İtiraf ediyorum Hainli Döngüsü’ne sırf Mülksüzler’i okuyabilmek için başladım. :D Tamam, hepsini merak ediyordum ama en merak ettiğim Mülksüzler idi. İsmi bile beni çekmeye yetiyor. :D

Kısaca konusundan bahsetmek gerekirse Urras isminde bir ada-gezegen ve onun uydusu konumunda Anarres isminde başka bir ada-gezegen var. Urras’tan Odo isminde bir kadın her şeyi bırakıp bu Anarres’e sürgüne gitmiş ve ondan yıllar sonraki zamanlar anlatılıyor. Her şeyin ortak kullanımda olduğu, mülkiyetçi düşüncenin bencillik hatta suç sayıldığı, evliliğin ya da bağ kurmanın falan saçma bulunduğu bir yer. İşte burada Shevek adında bir fizik kuramcı var ve Urras’a giden bir gemiye binmesiyle başlıyor her şey.

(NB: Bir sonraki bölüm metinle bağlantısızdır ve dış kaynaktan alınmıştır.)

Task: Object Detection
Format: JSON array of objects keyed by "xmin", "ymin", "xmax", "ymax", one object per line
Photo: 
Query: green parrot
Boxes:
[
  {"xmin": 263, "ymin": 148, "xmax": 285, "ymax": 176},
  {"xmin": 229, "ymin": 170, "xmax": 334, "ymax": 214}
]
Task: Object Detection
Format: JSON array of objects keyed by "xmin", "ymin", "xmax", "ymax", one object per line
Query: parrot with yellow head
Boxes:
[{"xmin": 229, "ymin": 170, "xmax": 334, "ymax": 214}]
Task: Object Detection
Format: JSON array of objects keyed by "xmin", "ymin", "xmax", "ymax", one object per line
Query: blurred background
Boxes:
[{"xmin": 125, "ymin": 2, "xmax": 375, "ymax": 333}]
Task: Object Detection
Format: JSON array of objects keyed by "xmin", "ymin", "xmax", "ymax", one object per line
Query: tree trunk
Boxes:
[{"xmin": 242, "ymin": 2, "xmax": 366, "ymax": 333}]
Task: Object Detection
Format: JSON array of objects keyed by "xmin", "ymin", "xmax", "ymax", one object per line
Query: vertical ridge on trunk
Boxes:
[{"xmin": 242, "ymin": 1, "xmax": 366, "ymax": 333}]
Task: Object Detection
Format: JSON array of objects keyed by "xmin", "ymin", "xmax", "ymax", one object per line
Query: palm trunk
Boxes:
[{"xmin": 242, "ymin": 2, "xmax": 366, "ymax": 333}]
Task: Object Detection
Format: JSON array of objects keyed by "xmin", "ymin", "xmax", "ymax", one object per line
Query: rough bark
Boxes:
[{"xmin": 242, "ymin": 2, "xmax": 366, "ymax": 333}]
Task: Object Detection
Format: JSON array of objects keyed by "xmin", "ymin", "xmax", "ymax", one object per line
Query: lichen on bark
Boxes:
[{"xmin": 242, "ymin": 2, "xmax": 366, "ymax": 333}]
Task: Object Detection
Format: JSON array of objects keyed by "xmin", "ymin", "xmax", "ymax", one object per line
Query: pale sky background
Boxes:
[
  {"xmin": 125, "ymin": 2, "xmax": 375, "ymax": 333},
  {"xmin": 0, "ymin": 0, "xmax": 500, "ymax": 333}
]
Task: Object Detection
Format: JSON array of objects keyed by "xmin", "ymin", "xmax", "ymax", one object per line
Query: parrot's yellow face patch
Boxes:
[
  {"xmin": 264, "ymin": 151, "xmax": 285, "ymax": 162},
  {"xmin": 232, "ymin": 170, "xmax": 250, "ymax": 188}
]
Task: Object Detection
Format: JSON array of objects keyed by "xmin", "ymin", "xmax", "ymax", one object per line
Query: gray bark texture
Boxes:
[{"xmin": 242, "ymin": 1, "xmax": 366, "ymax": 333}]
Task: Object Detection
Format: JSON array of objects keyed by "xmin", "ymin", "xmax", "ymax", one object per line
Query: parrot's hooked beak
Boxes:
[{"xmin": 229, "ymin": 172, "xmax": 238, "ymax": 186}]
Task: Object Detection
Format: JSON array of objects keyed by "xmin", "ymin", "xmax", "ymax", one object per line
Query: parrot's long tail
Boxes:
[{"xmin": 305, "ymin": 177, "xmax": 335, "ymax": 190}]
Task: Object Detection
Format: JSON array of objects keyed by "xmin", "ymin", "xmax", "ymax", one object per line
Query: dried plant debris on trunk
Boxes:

Kitap bir çember çizerek ilerliyor. Yani sonunda başladığı noktaya geri geliyor. İlk başlarda karmaşık geldi anlatım şekli bana ama (çünkü bir Urras’tan bir Anarres’ten anlatım var) daha sonra taşlar yerine oturuyor. Ama sonunda anlıyorsunuz ki bu çember önemliymiş.

Bülent Somay, kitabın girişinde Le Guin’in Mülksüzler’i (The Dispossessed); The Possessed’e (Ecinniler) bir cevap olarak yazdığını söylüyor. Her ne kadar ruhuna şeytan girmişler ya da cin tutmuşlar demek olsa da bir anlamda da sahip olunanlar demek ne de olsa.

Tabii Elif durur mu, hemen 10 (on) yıldır kitaplıkta bekleyen Ecinniler’i çıkardım ortaya. Okumam lazım. :D

Bir de makale okudum Kudret Nezir Yunusoğlu’na ait: Ursula Le Guin’in Mülksüzlerinde Ütopyanın Değişen Yüzü. Google’a sorarsanız çıkar. u

Hakkında çok konuşasım var ama Hainli Döngüsü ile ilgili video çekiyorum ama yine de bu kitabı bir bildungsroma (birey oluşum romanı) ya da bir anarko-sosyalist bir bildirge olarak okumak size kalmış tabii.